I cannot help but think of “The Church”, when I read this passage. In fact, whenever a church or leader is doing something radically different or new, they often cite this passage in justifying the new work they are doing and about which they are receiving push-back. They argue that there is a “new wine” for these new times and therefore there must be new skins. As some one who has worked in churches for the last 15 years, I have been in the thick of these discussions many times.
But I wonder if we throw this “new wine-skins for new wine” phrase around a little too freely. First of all, while Jesus is making a grand sweeping statement, it is done within a specific context: Fasting. I think it’s important to keep that context in mind. I don’t think it’s fair to say that Jesus is saying here, “there is a new wine in the culture, throw everything out and start over”. He cites that there is a time for fasting and now isn’t that time. Generally speaking, however, he does call us to examine the times we’re in and pay attention to what the times call for. I think this passage is a call to relevance more so than merely a call new things. Just as some old traditions might not be relevant anymore, so too could something new not be relevant. New does not necessarily mean good, right or relevant. I think what Jesus is getting at in this passage is that new times are among indeed us, so when guiding people into being disciples of Christ, make sure you do it in a way that speaks to the time, place, and people.
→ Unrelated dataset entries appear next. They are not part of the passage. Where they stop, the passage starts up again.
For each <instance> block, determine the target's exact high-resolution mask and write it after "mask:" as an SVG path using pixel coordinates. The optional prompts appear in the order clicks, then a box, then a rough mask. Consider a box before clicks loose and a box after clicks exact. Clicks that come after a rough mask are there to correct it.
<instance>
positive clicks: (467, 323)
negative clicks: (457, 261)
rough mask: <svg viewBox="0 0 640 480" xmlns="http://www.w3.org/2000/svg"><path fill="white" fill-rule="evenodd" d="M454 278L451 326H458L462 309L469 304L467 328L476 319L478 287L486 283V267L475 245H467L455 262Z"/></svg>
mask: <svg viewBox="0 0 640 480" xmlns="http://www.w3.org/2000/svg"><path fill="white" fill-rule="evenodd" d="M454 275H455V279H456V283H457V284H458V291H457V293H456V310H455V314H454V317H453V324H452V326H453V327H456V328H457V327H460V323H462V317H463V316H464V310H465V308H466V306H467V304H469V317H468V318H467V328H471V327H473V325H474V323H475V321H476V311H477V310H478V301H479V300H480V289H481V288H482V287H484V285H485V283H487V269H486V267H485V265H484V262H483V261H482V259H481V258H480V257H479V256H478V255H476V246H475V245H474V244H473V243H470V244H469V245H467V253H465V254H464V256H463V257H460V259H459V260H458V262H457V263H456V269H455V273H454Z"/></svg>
I’m reminded of a wedding I attended in a small fishing village in Belize many years ago. The church was founded by some Mennonites decades ago, but was now run by an indigenous Garifuna pastor. The Garifuna were brought over from Africa as slaves, but escaped during the journey and were never actually enslaved. This village was primarily Garifuna and steeped in Garifuna culture. Over the years, this church was able to operate not so much as a Mennonite church, but as a Garifuna church. It was lively, charismatic, authentic, colorful, and, to me, foreign (that is not to say that a Mennonite church can’t be those things). However, there were still some rules about certain things such as weddings. When I showed up at the wedding, suddenly nothing was foreign. The indigenous pastor was replaced by some one who looked and talked like me, only older. The bride had on a white wedding gown and the groom a black suit. There was a declaration of intent, vows, rings, a unity candle, special music, a pronouncement and a kiss. It was nice. But it was not Garifuna. The liveliness, charisma, authenticity and color were gone. the only thing that remained was the foreignness- it was foreign to the bride, groom and all others who attended. It was an unsuitable wine-skin for this wine, I thought.
I’d like to think this is what Jesus is getting at in this passage. I’d like to think that Jesus is saying to us, “don’t get so married to your traditions that you cram them into places where they don’t make sense. But also, don’t get so enamoured of new times, places and ages, that you throw out some wonderful ingredients.”